L’approvazione di una legge che ricalchi il dettato costituzionale ( che è comunque applicabile dal giorno dopo la sua pubblicazione in Gazzetta Ufficiale) è sicuramente un fatto positivo ma non basta perché lascia fuori tanti malati che hanno bisogno di un aiuto diverso, esterno, per poter porre fine alle loro sofferenze. Per tutti questi malati abbiamo proposto il referendum che legalizzi l’eutanasia.

Dopo la nota verbale sul ddl Zan e relativa risposta del governo, ora lo scontro con la Chiesa è sull’eutanasia. Credete si possa aprire una fase di discussione costruttiva tra stato italiano, che è laico, e Santa sede?

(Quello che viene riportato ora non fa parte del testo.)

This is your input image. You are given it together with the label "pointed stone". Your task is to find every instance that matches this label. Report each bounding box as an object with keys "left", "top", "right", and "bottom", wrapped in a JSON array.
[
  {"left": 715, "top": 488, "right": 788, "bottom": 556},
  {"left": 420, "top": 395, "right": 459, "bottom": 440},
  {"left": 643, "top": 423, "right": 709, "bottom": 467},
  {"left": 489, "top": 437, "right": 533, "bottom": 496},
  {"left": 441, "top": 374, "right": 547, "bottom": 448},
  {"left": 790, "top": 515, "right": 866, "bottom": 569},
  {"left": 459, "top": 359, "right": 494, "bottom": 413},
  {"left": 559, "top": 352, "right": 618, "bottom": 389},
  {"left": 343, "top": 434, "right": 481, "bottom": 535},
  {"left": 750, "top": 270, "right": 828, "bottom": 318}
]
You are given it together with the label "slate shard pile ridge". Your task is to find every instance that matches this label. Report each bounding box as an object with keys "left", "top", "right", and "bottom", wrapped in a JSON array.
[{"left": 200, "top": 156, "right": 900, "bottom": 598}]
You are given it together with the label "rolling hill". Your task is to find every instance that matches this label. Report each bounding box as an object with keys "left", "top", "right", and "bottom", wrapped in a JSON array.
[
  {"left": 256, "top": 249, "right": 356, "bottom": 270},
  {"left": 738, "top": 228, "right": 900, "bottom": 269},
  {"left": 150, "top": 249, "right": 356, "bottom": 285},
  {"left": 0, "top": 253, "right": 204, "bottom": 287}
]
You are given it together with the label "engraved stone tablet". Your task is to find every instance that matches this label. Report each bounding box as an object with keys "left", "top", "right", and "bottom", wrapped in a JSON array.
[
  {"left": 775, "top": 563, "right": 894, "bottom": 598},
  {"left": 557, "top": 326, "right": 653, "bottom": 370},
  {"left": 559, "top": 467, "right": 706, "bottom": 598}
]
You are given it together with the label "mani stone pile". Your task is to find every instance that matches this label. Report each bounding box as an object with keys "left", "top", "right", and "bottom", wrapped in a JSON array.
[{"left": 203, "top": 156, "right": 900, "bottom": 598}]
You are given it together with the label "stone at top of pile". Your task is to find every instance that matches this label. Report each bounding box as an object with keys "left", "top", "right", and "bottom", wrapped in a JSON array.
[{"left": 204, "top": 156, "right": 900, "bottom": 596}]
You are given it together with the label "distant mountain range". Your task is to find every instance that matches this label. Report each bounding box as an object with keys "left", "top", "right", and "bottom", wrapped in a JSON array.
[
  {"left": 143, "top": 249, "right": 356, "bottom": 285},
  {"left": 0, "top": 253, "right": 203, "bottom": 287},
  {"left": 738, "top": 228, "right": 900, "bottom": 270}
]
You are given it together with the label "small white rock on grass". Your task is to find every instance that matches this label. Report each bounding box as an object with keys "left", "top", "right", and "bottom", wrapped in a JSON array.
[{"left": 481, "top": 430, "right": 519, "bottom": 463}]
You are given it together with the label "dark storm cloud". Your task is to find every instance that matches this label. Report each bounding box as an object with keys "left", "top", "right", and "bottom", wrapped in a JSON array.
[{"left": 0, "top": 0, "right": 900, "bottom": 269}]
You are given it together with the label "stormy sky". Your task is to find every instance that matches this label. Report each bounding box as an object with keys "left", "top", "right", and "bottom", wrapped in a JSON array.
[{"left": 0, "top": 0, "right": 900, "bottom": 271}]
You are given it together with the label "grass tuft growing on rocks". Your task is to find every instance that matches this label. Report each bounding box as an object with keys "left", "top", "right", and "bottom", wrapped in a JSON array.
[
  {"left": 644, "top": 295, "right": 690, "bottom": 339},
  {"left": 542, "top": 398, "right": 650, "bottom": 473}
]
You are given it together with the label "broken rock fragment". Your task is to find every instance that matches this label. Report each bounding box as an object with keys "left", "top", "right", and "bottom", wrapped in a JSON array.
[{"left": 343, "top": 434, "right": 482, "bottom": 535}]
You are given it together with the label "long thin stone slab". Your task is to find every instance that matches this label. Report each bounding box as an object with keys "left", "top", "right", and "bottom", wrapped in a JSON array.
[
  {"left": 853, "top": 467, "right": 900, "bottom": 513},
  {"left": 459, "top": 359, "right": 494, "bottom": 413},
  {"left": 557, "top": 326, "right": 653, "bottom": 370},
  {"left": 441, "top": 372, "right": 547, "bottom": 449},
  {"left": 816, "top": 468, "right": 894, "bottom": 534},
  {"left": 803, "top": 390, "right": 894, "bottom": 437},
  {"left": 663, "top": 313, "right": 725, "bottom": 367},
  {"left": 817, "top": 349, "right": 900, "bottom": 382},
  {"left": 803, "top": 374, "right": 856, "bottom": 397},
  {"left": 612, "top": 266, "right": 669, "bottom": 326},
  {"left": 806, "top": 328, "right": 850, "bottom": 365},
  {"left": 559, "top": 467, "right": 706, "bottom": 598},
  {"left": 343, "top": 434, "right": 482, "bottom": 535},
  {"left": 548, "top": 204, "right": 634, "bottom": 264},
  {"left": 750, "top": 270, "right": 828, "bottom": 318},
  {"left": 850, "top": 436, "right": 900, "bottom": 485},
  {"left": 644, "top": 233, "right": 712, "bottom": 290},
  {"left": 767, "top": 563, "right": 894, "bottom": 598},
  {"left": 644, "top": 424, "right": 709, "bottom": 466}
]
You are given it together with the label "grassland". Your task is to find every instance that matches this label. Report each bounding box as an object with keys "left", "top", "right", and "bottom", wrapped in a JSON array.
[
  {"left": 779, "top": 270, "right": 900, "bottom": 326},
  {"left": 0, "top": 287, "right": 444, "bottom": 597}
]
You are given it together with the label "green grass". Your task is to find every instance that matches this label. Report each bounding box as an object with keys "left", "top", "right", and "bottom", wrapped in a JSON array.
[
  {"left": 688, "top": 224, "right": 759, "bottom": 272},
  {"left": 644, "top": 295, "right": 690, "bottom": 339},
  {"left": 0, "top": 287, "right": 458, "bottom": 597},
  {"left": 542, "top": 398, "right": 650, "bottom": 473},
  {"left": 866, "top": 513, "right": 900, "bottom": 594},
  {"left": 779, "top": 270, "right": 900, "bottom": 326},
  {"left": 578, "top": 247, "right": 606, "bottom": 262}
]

Come Associazione Luca Coscioni, crediamo da sempre che serva un grande dibattito pubblico sul fine vita. E certamente anche con chi rappresenta istanze religiose ampiamente diffuse nel nostro Paese. Ma ci è stato costantemente negato. E aggiungo comprensibilmente negato, visto che i principali partiti che costituiscono la stragrande maggioranza parlamentare sanno benissimo quale sia il sentimento popolare sul tema del fine vita. Santa Sede compresa. Insomma, nessuno è voluto intervenire sul Referendum Eutanasia Legale se non quando ci si è accorti che i cittadini hanno prevalso sul silenzio imposto. Ora finalmente stiamo strappando un grande dibattito pubblico grazie al Referendum. E sicuramente sarà più costruttivo del silenzio.